• 1 May 1938
    • journal article
    • Vol. 31 (7), 799-806
Abstract
(1) Among 3,100 persons immunized against yellow fever with virus and immune serum over a period of five years, 89 cases of jaundice have been traced.(2) The symptoms are those of a hepatitis and closely resemble those produced by common infective hepatic jaundice, cases of which have frequently been noted as occurring in the same areas.(3) The average period between the time of inoculation and the development of hepatitis is between two and three months.(4) Attention is directed to the occurrence of hepatitis in horses, usually two to three months after immunization against the viruses of horse sickness and equine encephalomyelitis, and also after the injection of horse serum containing antitoxins against Cl. welchii toxins.

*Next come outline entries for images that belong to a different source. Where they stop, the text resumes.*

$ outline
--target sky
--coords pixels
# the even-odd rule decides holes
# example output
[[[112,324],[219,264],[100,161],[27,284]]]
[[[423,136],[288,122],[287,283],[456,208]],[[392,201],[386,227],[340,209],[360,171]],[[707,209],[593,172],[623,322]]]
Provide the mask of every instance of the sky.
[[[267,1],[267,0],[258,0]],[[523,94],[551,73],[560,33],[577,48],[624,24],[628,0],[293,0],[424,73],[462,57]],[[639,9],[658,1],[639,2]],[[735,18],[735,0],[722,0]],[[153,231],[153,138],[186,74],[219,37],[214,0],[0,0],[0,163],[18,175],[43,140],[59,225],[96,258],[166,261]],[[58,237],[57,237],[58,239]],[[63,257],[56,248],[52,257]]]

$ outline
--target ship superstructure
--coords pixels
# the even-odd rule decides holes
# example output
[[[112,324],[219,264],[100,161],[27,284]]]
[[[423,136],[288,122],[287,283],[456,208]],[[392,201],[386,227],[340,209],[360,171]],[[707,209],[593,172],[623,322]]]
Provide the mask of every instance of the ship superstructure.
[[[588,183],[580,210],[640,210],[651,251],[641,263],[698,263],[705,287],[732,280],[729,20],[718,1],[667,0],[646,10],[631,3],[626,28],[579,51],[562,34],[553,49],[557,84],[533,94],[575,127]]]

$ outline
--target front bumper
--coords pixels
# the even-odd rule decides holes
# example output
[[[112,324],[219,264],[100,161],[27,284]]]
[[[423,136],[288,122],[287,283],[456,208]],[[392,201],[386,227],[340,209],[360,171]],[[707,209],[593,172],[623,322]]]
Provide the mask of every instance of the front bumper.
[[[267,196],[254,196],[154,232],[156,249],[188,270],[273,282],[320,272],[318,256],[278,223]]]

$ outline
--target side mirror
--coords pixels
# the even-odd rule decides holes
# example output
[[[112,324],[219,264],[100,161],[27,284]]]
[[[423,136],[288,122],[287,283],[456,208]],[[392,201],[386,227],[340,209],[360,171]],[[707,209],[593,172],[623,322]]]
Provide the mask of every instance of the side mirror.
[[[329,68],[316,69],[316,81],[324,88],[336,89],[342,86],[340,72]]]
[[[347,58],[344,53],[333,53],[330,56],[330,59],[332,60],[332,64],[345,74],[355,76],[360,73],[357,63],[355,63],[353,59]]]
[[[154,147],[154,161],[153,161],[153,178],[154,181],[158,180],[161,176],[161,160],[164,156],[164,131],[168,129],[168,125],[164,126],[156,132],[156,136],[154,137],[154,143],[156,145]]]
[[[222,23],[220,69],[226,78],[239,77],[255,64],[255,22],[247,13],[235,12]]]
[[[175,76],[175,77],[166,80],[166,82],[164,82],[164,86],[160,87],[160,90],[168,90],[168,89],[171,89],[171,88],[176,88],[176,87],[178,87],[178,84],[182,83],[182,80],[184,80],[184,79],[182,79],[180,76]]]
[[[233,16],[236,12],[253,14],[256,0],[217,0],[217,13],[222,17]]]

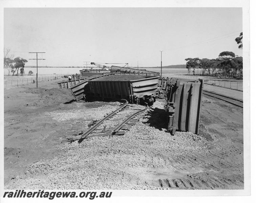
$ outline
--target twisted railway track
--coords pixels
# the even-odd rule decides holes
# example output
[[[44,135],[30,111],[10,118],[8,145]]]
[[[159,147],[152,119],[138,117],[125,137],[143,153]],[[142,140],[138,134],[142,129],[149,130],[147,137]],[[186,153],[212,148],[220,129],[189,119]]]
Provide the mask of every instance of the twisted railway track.
[[[128,130],[133,125],[135,125],[136,122],[138,121],[139,119],[139,118],[134,118],[134,117],[148,108],[148,105],[142,109],[133,109],[132,108],[130,110],[131,110],[132,111],[136,110],[136,111],[131,114],[129,114],[128,116],[126,117],[125,118],[125,119],[123,119],[121,123],[118,123],[119,125],[117,126],[111,127],[108,128],[106,128],[105,127],[103,128],[99,128],[99,127],[101,126],[104,125],[103,124],[104,122],[113,118],[114,116],[117,114],[118,112],[123,111],[127,108],[128,103],[128,101],[124,99],[121,99],[120,101],[123,102],[123,104],[119,108],[113,111],[102,119],[97,122],[89,129],[87,129],[86,132],[80,133],[79,135],[77,136],[68,138],[67,141],[71,142],[79,140],[79,142],[81,142],[85,139],[87,139],[92,137],[100,137],[114,135],[124,134],[125,133],[125,131],[121,131],[121,130]],[[120,119],[118,119],[112,120],[117,121],[120,120]],[[129,122],[128,123],[128,122]],[[93,132],[94,133],[93,133]]]
[[[234,106],[243,108],[243,101],[242,100],[204,90],[203,91],[203,94],[205,95],[217,98],[220,100],[225,101]]]

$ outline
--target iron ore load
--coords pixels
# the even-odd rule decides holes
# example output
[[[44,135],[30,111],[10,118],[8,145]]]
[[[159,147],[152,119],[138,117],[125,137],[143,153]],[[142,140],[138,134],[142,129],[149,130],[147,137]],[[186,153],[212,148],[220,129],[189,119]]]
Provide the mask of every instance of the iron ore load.
[[[85,81],[70,89],[78,99],[125,99],[131,104],[153,105],[157,94],[158,76],[145,78],[135,75],[110,74],[105,76]]]
[[[158,77],[113,75],[89,82],[89,96],[100,99],[125,99],[131,104],[153,105],[157,96]]]
[[[70,89],[77,100],[123,99],[151,106],[156,98],[164,99],[167,131],[198,133],[203,80],[159,78],[158,73],[132,69],[112,66],[108,73],[84,75],[59,86]]]

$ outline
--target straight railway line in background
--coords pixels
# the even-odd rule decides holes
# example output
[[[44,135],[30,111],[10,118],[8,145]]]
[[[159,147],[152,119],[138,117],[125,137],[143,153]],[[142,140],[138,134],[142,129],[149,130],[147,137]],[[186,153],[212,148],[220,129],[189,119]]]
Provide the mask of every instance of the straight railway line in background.
[[[220,100],[225,101],[234,106],[242,108],[243,108],[243,101],[242,100],[204,90],[203,90],[203,94],[205,95],[217,98]]]

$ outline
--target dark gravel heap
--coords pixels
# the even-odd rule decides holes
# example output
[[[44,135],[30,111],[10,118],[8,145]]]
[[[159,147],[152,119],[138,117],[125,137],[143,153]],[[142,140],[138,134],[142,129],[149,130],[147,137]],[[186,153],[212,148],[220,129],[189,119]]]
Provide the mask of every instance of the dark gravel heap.
[[[145,78],[139,75],[112,75],[103,77],[100,78],[93,80],[103,81],[126,81],[135,80],[140,80]]]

Similar symptoms were observed, though to a lesser extent, in normal horses.(5) The only factor common to the inoculated horses and men was the injection of homologous proteins, either in sera or in tissue extracts.(6) The only theories which at present explain the observed facts are that either (1) a hepatotoxic virus is introduced with the virus inoculum or that (2) two factors combine to induce the hepatitis (a) a hepatotoxic substance present in the homologous sera or tissue extract injected and (b) an infective agent which, in the case at least of human beings, is probably the causal agent of common infective hepatic jaundice.